Have you ever had that nightmare where you show up to class only to find that it’s the day of the final exam and that you haven’t been to any of the lectures all semester long? For the Columbia College women students in the 1880s, that was their college experience.
In 1883, Columbia offered the Collegiate Course for Women as an official means for women to partake in the undergraduate program. The women students needed to pass the same entrance requirements for Columbia College as the male students and they could enroll in the same courses as the male students. The only difference – a key difference – was that the women were not allowed to attend the lectures with the male students. The women would meet with the professors at the beginning of the semester (one interview), receive a copy of the syllabus and the required readings, and they were “permitted to study at home for the course examinations.” [1] Imagine going from the readings to the final, with no lectures and no class meetings. Nothing in person, not even via Zoom. And even if there were professors who wanted to schedule a lecture for the women students, those lectures could not be held on campus. As a former student in the program described it, the Trustees of Columbia “[saw] fit to offer degrees to women without any means of instruction.” [2]

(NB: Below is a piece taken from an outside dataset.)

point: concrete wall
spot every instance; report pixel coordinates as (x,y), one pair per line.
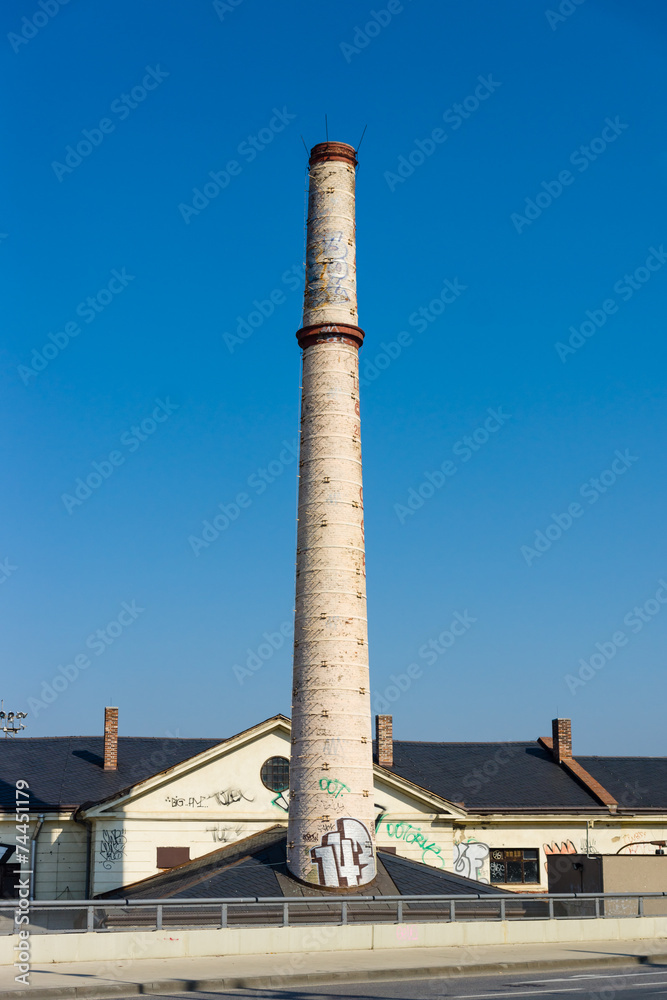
(635,874)
(284,941)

Remarkably, a few intrepid and driven women did manage to complete Columbia degrees in this program. In 1887 Mary Parsons Hankey was the first woman to receive an undergraduate degree from Columbia College. [3] At Commencement, according to the Spectator, Hankey “was greeted with warm applause as she was led on the platform” and received bouquets of flowers. Hankey had secured a position at Mrs. Reed’s School but, unfortunately, she died of pneumonia not even a year after receiving her degree. And, even more unfortunately, some Trustees felt that her example proved that four years of college work were just too much for women.
From 1883 to 1889, the Collegiate Course for Women enrolled 99 students and awarded 8 degrees, 6 of which were BAs. One of the many discouraged young women who tried the program and eventually withdrew, Annie Nathan Meyer, went on to become one of the key forces in establishing a liberal arts college for women: Barnard College.
For more information about the Collegiate Course for Women and the history of women at Columbia, check out Julie Golia’s essay on Coeducation at Columbia.
[1] Thomas, M. Halsey. “College Alumnae.” Columbia Alumni News, January 1944, 14.
[2] Meyer, Annie Nathan. Barnard Beginnings. Boston: Houghton Mifflin Company, 1935, 39.
[3] Winifred Edgerton Merrill was the first woman to receive a degree from Columbia. She completed a PhD in Astronomy in 1886, one year before Hankey.